The hubbub started on May 3, 1971 when the Texarkana Gazette reported the Ford incident where a man had to be taken to the hospital for shock after an encounter with something at an isolated cabin in Fouke, Arkansas. This report opened the floodgates to publicity for the sleepy town of Fouke and sparked a resurfacing of seemingly similar incidents of a creature encounter in the recent past in Fouke and nearby Jonesville.

The author includes background to the area in order for us to understand life here. It’s very different than what we might be used to. There is a feeling I get when imagining living in a remote area without modern conveniences at the mercy of whomever or whatever is hiding in the shadows. It is not a peaceful, tranquil feeling. It’s scary as hell.

Blackburn does a good job of examining the reports – the only evidence we have of the Fouke monster phenomena. Many people shot at the creature but there was never any physical evidence found. The tracks revealed three-toes. These characteristics are problematic. There are no three-toed bipedal creatures that we know of. Why wasn’t the thing, whatever it was, brought down in a place where everyone had a rifle at the ready? One of the accounts that occurred prior to the publicity explosion of the 1971 article was that of Lynn Crabtree who reported encountering a very frightening creature in the wood when he was out hunting. Blackburn searches to find the best account of this event.

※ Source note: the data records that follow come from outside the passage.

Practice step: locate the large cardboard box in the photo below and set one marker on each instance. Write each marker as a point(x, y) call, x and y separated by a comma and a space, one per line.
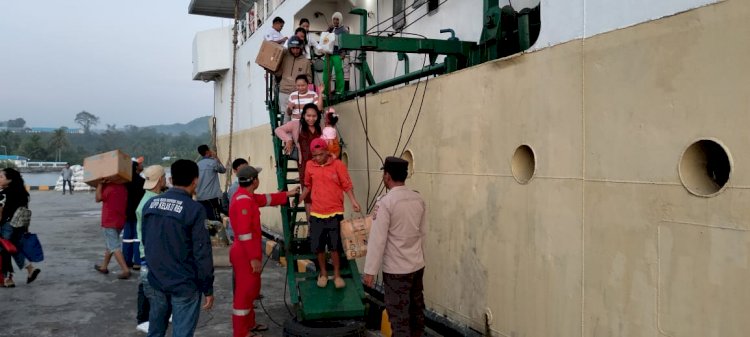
point(115, 166)
point(354, 234)
point(270, 55)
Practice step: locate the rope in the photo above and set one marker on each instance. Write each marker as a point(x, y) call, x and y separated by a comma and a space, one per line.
point(234, 80)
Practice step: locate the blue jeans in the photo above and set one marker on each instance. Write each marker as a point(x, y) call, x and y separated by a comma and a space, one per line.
point(14, 236)
point(185, 312)
point(130, 244)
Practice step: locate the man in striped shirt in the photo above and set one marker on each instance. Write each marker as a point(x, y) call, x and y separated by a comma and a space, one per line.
point(299, 98)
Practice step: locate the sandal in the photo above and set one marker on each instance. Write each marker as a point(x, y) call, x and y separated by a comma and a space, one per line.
point(100, 269)
point(9, 282)
point(33, 275)
point(259, 327)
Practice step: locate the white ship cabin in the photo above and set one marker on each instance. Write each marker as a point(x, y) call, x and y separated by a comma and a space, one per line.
point(213, 53)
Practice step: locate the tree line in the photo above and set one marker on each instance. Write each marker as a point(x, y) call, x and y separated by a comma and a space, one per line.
point(136, 141)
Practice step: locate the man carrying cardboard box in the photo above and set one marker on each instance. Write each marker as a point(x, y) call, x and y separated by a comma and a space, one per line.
point(209, 190)
point(293, 64)
point(114, 199)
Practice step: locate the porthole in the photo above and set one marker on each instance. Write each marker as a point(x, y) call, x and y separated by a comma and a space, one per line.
point(408, 155)
point(705, 167)
point(523, 164)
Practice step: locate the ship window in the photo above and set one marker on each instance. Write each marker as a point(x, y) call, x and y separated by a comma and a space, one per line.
point(523, 164)
point(399, 15)
point(705, 167)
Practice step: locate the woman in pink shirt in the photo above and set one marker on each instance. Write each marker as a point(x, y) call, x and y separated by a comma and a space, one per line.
point(301, 133)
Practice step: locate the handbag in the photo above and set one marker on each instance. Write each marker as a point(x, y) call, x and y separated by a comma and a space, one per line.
point(21, 218)
point(354, 234)
point(31, 247)
point(294, 154)
point(8, 246)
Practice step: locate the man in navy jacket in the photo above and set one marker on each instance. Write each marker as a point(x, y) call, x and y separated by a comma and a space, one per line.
point(178, 251)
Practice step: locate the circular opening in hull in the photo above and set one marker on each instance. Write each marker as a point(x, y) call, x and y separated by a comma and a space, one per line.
point(409, 156)
point(705, 167)
point(523, 164)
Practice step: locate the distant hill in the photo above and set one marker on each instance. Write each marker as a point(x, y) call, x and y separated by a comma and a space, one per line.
point(194, 127)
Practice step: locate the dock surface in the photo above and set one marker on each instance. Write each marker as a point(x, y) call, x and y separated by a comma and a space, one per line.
point(71, 299)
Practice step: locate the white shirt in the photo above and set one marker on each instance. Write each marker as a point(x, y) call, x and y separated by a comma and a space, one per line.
point(273, 35)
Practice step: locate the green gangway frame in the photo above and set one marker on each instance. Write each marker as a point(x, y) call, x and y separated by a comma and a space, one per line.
point(309, 301)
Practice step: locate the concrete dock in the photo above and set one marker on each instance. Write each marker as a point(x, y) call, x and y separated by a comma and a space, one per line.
point(71, 299)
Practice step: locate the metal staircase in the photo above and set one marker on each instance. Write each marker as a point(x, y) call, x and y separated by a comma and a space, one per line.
point(310, 302)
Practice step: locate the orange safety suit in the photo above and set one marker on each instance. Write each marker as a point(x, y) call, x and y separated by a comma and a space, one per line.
point(244, 215)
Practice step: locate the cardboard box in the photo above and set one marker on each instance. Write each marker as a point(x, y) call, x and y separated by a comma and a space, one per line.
point(270, 55)
point(354, 234)
point(114, 166)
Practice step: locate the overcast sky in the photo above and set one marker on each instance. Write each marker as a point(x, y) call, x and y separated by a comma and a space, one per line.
point(128, 62)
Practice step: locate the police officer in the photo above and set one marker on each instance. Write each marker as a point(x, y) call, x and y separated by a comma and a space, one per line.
point(395, 242)
point(246, 253)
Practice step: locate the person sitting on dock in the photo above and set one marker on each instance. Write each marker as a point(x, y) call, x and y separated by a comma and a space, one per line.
point(246, 253)
point(274, 34)
point(300, 98)
point(328, 179)
point(67, 175)
point(292, 65)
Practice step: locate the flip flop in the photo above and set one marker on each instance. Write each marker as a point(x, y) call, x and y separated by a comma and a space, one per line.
point(259, 327)
point(99, 269)
point(33, 275)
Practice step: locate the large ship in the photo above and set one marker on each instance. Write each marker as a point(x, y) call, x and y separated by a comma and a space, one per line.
point(584, 173)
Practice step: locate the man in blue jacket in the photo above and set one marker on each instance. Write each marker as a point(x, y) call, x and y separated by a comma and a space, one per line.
point(178, 252)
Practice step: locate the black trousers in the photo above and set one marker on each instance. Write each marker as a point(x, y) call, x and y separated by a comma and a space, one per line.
point(143, 307)
point(404, 300)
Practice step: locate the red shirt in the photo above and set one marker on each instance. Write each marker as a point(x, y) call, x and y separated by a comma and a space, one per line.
point(114, 205)
point(244, 215)
point(328, 182)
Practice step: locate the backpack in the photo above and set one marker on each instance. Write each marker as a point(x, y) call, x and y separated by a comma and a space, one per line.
point(21, 218)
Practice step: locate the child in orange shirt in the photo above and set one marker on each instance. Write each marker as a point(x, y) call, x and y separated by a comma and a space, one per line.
point(328, 179)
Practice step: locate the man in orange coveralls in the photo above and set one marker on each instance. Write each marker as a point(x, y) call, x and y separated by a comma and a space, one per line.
point(246, 252)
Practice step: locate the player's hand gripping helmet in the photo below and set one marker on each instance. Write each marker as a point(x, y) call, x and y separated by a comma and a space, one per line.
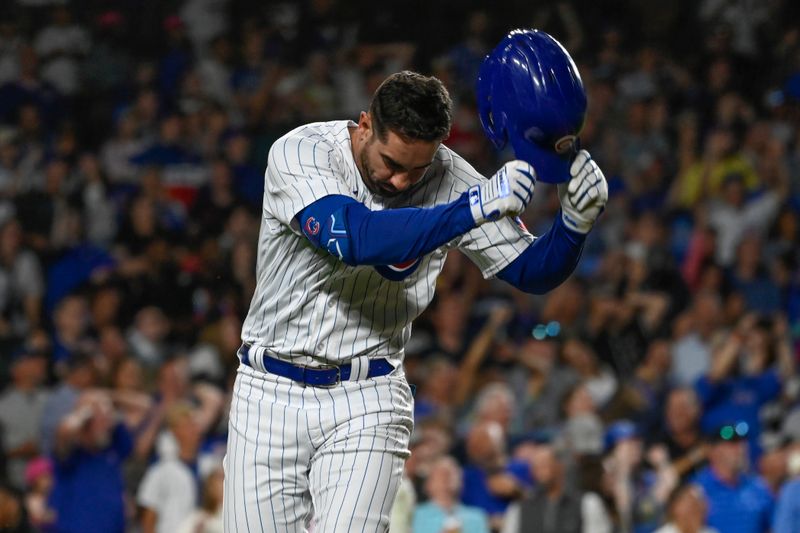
point(531, 95)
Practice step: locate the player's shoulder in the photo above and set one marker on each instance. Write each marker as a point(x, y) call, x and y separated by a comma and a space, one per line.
point(453, 172)
point(329, 134)
point(317, 141)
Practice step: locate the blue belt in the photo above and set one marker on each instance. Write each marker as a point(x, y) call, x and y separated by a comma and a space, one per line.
point(315, 376)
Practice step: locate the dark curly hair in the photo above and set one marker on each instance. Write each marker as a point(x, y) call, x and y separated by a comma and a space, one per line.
point(413, 106)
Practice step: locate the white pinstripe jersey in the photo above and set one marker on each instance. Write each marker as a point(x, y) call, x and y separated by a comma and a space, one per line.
point(308, 305)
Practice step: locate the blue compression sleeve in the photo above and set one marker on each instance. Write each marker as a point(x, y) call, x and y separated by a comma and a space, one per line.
point(547, 262)
point(359, 236)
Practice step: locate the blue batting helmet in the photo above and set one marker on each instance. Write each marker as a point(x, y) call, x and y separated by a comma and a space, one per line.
point(531, 95)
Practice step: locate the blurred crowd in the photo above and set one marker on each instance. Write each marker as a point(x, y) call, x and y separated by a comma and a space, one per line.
point(655, 390)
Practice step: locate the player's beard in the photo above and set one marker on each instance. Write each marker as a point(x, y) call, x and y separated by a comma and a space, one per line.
point(374, 186)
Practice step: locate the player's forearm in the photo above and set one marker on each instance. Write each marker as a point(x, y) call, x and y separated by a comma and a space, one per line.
point(358, 236)
point(398, 235)
point(547, 262)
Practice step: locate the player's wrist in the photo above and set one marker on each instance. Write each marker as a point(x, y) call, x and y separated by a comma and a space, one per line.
point(575, 221)
point(477, 202)
point(572, 235)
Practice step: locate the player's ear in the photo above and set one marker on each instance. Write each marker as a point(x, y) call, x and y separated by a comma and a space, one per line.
point(365, 121)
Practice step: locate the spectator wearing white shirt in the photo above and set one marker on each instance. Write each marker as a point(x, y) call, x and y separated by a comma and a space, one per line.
point(61, 46)
point(688, 509)
point(168, 492)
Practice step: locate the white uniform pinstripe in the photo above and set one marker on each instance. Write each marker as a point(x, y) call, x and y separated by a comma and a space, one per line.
point(343, 447)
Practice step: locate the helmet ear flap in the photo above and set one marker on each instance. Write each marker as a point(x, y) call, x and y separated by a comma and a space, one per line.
point(492, 120)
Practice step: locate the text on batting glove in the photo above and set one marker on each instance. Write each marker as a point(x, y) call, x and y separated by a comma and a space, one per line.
point(507, 193)
point(584, 196)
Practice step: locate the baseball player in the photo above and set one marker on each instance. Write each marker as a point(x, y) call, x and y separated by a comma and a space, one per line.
point(357, 221)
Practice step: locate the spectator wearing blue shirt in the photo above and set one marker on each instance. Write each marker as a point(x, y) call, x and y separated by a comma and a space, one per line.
point(787, 509)
point(787, 513)
point(443, 511)
point(741, 379)
point(89, 451)
point(491, 480)
point(738, 502)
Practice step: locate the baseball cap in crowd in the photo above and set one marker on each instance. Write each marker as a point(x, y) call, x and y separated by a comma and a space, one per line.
point(25, 354)
point(36, 468)
point(619, 431)
point(729, 432)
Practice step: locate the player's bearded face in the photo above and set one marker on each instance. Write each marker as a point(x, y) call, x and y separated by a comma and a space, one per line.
point(389, 168)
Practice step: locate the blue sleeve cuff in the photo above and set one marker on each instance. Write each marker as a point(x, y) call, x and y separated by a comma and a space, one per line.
point(358, 236)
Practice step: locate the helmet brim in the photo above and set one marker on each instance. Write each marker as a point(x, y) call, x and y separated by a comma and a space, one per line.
point(550, 166)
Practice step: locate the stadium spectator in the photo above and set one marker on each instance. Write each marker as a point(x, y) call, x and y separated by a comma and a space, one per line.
point(553, 506)
point(21, 408)
point(443, 512)
point(79, 376)
point(168, 492)
point(491, 479)
point(681, 432)
point(39, 483)
point(731, 393)
point(89, 449)
point(787, 507)
point(687, 511)
point(208, 517)
point(738, 501)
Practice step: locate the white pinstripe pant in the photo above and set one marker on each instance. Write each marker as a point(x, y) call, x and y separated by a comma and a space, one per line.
point(329, 457)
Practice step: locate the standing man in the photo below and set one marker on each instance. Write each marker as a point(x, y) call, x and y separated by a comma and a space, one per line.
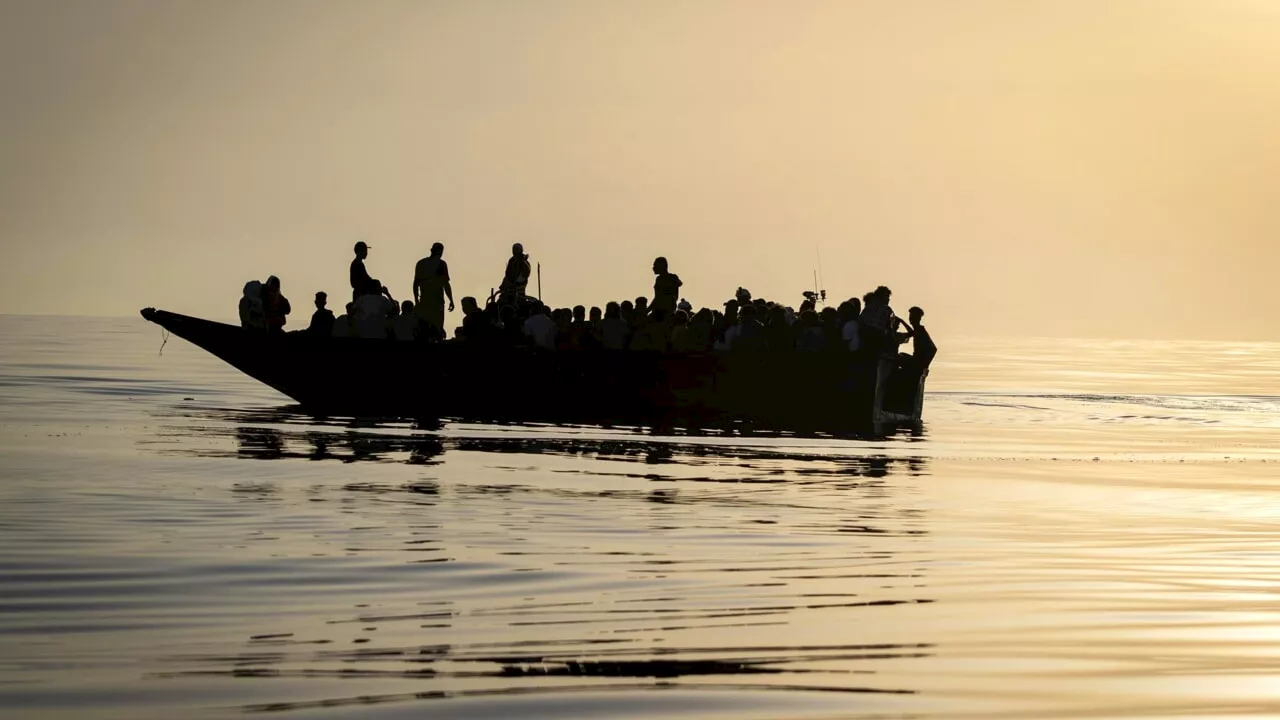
point(923, 350)
point(430, 287)
point(360, 281)
point(515, 279)
point(666, 287)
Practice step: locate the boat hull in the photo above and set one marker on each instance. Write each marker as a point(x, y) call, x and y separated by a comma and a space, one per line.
point(416, 379)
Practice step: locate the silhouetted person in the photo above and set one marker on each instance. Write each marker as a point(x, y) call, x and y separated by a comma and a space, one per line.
point(878, 323)
point(251, 310)
point(515, 279)
point(923, 350)
point(666, 287)
point(430, 287)
point(323, 319)
point(653, 335)
point(344, 324)
point(698, 336)
point(274, 305)
point(360, 281)
point(777, 331)
point(615, 331)
point(405, 326)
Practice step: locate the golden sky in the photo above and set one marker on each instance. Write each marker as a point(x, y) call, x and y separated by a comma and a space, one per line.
point(1048, 167)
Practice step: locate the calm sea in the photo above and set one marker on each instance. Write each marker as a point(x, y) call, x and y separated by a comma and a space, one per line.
point(1080, 529)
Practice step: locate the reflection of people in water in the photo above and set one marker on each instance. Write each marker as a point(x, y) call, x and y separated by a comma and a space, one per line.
point(259, 443)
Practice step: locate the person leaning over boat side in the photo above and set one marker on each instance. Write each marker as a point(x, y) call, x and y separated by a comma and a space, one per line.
point(369, 315)
point(849, 311)
point(540, 327)
point(666, 287)
point(274, 305)
point(515, 278)
point(615, 331)
point(360, 281)
point(323, 319)
point(430, 287)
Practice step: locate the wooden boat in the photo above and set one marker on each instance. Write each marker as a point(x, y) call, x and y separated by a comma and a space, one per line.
point(792, 391)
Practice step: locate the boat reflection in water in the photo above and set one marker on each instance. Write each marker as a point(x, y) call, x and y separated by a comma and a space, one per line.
point(466, 564)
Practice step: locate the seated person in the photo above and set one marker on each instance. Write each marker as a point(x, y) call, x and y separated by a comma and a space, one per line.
point(323, 319)
point(923, 350)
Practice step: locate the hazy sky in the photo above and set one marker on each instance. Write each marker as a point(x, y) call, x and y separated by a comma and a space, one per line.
point(1072, 167)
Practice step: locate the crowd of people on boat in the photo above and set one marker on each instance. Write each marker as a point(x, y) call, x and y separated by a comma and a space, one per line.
point(667, 323)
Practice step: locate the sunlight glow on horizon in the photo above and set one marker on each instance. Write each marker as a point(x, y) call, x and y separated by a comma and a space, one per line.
point(1059, 167)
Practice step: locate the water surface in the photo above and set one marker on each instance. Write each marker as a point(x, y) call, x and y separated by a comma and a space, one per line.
point(1079, 529)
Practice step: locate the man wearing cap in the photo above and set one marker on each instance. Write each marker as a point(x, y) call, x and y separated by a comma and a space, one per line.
point(430, 287)
point(515, 279)
point(360, 281)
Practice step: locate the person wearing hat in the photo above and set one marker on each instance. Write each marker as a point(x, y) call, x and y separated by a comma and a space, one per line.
point(360, 281)
point(323, 319)
point(430, 287)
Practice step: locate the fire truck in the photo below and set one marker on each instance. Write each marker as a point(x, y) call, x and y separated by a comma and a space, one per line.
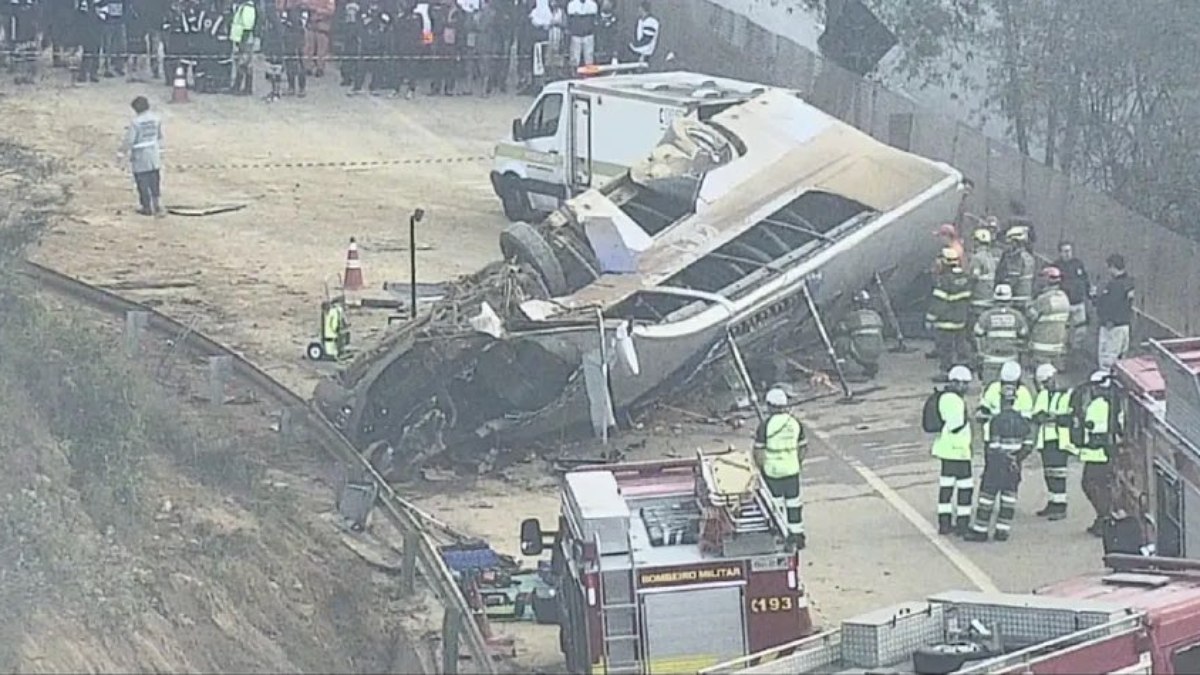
point(1158, 465)
point(670, 566)
point(1140, 617)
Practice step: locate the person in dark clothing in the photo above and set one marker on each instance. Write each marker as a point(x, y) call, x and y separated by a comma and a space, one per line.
point(1114, 309)
point(376, 27)
point(89, 33)
point(293, 54)
point(24, 25)
point(273, 51)
point(349, 40)
point(406, 46)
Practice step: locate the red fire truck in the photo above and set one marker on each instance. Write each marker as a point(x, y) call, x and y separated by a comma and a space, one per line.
point(1158, 466)
point(1143, 616)
point(670, 566)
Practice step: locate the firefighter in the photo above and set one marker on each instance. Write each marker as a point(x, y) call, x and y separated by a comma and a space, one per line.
point(1017, 267)
point(780, 446)
point(989, 401)
point(1049, 321)
point(948, 310)
point(861, 335)
point(1000, 334)
point(1009, 441)
point(1051, 413)
point(952, 447)
point(1098, 429)
point(983, 272)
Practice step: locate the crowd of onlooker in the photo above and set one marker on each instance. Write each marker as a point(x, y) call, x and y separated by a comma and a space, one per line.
point(377, 46)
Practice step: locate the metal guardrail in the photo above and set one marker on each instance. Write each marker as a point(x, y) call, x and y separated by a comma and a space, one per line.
point(419, 553)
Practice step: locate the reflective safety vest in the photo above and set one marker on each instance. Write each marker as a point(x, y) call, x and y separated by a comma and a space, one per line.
point(1049, 316)
point(1053, 408)
point(785, 435)
point(865, 328)
point(1000, 334)
point(333, 323)
point(951, 302)
point(1098, 436)
point(989, 404)
point(983, 276)
point(953, 443)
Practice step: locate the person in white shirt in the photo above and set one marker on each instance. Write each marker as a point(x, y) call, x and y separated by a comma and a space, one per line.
point(581, 23)
point(646, 35)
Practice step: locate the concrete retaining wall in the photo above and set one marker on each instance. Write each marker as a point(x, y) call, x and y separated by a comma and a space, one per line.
point(1165, 266)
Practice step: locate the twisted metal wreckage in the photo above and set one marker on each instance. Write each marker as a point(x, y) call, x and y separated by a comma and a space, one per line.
point(628, 291)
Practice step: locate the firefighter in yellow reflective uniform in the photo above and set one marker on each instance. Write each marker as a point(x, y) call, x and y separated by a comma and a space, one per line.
point(780, 446)
point(1053, 414)
point(1017, 266)
point(1000, 335)
point(1101, 425)
point(990, 399)
point(948, 311)
point(1049, 321)
point(983, 272)
point(952, 447)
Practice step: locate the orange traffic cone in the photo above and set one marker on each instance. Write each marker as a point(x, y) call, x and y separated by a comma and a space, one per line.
point(179, 87)
point(353, 278)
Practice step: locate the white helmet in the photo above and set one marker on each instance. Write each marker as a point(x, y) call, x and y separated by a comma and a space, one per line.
point(1045, 371)
point(959, 374)
point(1011, 371)
point(777, 398)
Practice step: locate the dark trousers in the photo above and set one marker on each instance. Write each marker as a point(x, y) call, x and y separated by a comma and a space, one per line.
point(952, 347)
point(955, 477)
point(786, 494)
point(148, 183)
point(1098, 488)
point(1054, 470)
point(293, 66)
point(999, 483)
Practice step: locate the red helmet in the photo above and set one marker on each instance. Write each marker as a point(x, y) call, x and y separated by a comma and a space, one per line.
point(947, 230)
point(1051, 274)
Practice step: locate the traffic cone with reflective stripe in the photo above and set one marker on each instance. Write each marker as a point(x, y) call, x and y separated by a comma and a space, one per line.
point(353, 278)
point(179, 87)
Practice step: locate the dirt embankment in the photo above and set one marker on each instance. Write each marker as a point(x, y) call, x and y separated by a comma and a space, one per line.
point(138, 532)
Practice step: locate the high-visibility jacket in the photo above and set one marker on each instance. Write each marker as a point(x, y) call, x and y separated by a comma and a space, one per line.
point(1017, 268)
point(983, 276)
point(1051, 411)
point(783, 440)
point(1000, 334)
point(865, 330)
point(1049, 318)
point(951, 302)
point(1099, 431)
point(953, 442)
point(990, 400)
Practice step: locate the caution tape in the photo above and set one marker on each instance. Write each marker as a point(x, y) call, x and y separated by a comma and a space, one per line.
point(299, 165)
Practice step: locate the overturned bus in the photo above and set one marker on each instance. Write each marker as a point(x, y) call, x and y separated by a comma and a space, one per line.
point(628, 291)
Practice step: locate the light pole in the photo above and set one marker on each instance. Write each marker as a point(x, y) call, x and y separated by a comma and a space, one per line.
point(412, 260)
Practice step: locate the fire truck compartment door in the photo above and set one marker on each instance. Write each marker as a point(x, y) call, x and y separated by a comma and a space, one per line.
point(690, 629)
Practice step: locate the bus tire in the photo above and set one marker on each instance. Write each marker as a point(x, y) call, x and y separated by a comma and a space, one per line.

He includes details that Lynn’s father, Smokey Crabtree, went to the site where the incident occurred and found evidence of gunshots which had hit the trees but found no spent shells. Blackburn focuses on these discrepancies for a moment – what really happened to Lynn, why wasn’t he able to bring the creature down? This is the best place to mention the fabulous drawings by Dan Brereton that accompany the account write-ups depicting the monster as a very muscular, intimidating, hairy, Sasquatch-like animal. They are dramatic and add greatly to the book. Yes, they are exaggerations because we can only use the stories that still exist so, I’m torn about their accuracy and the possibility that they skew the story, but they are very cool.

The book not only chronicles the history of the creature sightings before and after the pivotal Ford incident but does a fine job of analyzing the movie in terms of the actual reports that inspired each scene. This makes The Beast of Boggy Creek a must have for those who seen the movie and are interested in Bigfoot reports. Note that the Fouke monster was not tied to Bigfoot at the time of the incidents but the success of the movie was aided by the surging interest in Bigfoot in the early 70s and the idea that it might be real. In addition, Blackburn covers the aftermath of the movie and its influence on Fouke citizens. I’m not sure if people who have not seen this movie will enjoy the book as much as if they did but it should prompt them to see the film itself (I rented it from Netflix).

This is a well-done bit of research put into a readable and highly interesting book from many angles. Recommended.